The Rug-Producing Region of Hamadan
Hamadan (Hamedan) is a city situated in the western part of Iran, 300 kilometres west of Teheran. It is one of the worlds oldest cities and a carpet trading hub - with carpets manufactured in the hundreds from nearby villages and cities. The rug designs of the Hamadan region in general have been less affected by western influence than other adjacent rug producing regions. The best of these carpets are sold under their own names such as Nahavand, Tuiserkan, Malayer or Darjazin (Darjezin), while the more commercial rugs from this area are marketed under the generic label Hamadan.
Due to the sheer volume of output for rugs from this category, individual characteristics of the carpets produced by literally thousands of weavers, as expected, varies from workshop to workshop. Although medallion as well as all-over patterns invariably occur, one of the patterns most-commonly found is the Herati. Colors often include different shades of indigo blue and madder red.
As compared to the common cotton warp that is now standard, the older Hamadan carpets produced before 1920 were often tied on a woolen warp - only using the finest grade of wool for the pile. The widespread use of synthetic dyes for carpet wool didn't begin until the 1960s and, hence, these younger carpets may not be able to duplicate the luminosity and purity of color of their predecessors.

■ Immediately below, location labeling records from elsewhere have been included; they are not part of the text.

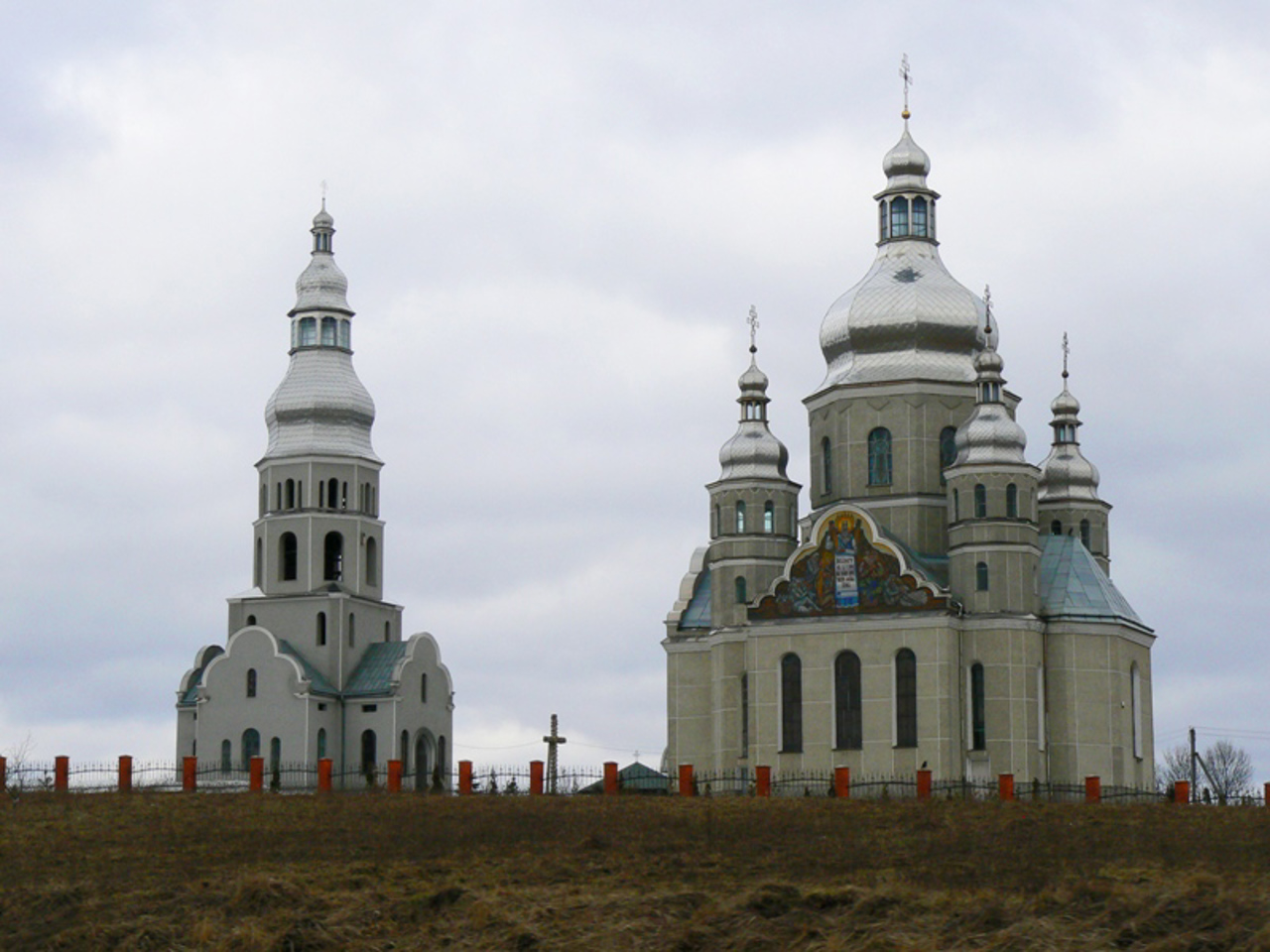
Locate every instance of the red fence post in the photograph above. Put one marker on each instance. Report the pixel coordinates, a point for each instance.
(686, 783)
(1006, 785)
(1092, 789)
(763, 780)
(924, 784)
(842, 782)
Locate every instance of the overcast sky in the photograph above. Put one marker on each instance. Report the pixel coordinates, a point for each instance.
(554, 218)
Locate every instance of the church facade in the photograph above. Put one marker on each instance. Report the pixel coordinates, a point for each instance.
(944, 603)
(316, 664)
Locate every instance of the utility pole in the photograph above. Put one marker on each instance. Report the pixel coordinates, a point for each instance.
(553, 740)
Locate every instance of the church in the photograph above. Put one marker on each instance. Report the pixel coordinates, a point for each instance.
(316, 664)
(944, 603)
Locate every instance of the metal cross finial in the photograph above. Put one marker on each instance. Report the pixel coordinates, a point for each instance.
(905, 73)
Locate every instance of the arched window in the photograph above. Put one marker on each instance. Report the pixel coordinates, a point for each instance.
(250, 747)
(847, 734)
(906, 698)
(792, 705)
(879, 457)
(978, 731)
(333, 557)
(920, 217)
(898, 217)
(289, 556)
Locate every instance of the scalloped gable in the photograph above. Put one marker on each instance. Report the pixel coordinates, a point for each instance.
(848, 567)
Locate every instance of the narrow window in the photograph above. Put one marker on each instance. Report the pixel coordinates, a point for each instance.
(898, 217)
(333, 557)
(289, 556)
(978, 733)
(847, 733)
(250, 747)
(906, 698)
(920, 217)
(792, 705)
(372, 562)
(879, 457)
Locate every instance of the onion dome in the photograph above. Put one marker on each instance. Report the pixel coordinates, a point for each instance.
(1066, 474)
(989, 435)
(321, 286)
(753, 452)
(320, 408)
(907, 318)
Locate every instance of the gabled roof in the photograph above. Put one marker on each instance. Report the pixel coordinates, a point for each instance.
(318, 683)
(373, 675)
(1074, 585)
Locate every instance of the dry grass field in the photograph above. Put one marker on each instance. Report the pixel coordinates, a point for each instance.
(153, 871)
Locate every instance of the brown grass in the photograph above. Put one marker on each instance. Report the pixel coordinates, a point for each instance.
(405, 873)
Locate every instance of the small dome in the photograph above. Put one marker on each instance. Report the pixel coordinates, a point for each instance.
(907, 160)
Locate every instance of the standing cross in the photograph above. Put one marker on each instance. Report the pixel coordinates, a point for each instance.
(553, 740)
(905, 73)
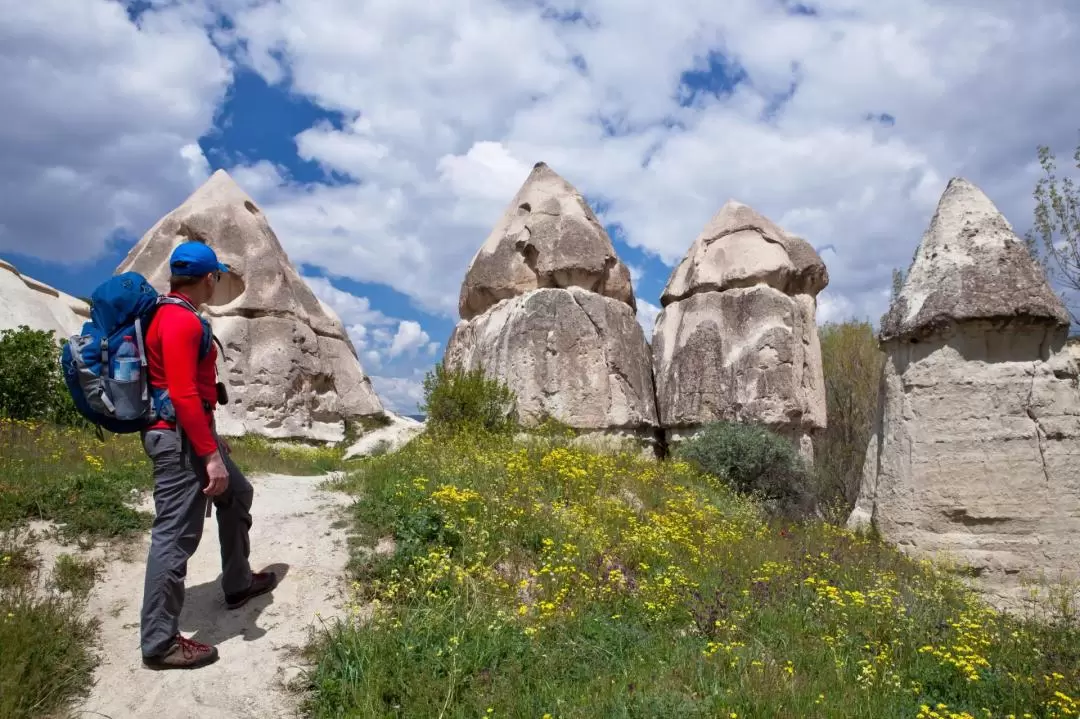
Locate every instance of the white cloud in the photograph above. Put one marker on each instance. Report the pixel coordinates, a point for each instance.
(383, 343)
(100, 121)
(400, 394)
(448, 106)
(456, 104)
(408, 339)
(352, 309)
(647, 317)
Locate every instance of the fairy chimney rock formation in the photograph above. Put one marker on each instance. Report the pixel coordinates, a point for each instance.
(977, 433)
(548, 308)
(26, 301)
(289, 367)
(738, 338)
(547, 238)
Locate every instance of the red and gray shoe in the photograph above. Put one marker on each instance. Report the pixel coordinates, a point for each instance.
(183, 654)
(261, 582)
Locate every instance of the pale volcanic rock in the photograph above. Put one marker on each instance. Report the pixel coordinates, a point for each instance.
(289, 366)
(738, 338)
(741, 247)
(570, 354)
(26, 301)
(977, 434)
(548, 236)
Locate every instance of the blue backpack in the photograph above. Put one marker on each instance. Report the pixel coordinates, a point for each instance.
(123, 306)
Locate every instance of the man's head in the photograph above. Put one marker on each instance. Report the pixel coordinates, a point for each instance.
(194, 271)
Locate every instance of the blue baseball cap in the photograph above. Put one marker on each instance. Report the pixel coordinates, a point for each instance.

The indigo field with a large scale herati pattern around a central rectangular medallion with boteh vine enclosing an ivory flowerhead, the rust-red spandrels similar, in an ivory angular turtle-palmette and flowering vine border between rust-red and chocolate-brown minor stripes, localised areas of wear 24 ft. 3in. by 12 ft. 3in. (739 x 373 cm.) - Christie's
Ali Nejad, president of Nejad Rugs, inspects progress on one of the world's largest handmade wool rugs, while on the other side of the loom (above left) sit some of the most highly skilled weavers selected for such a project.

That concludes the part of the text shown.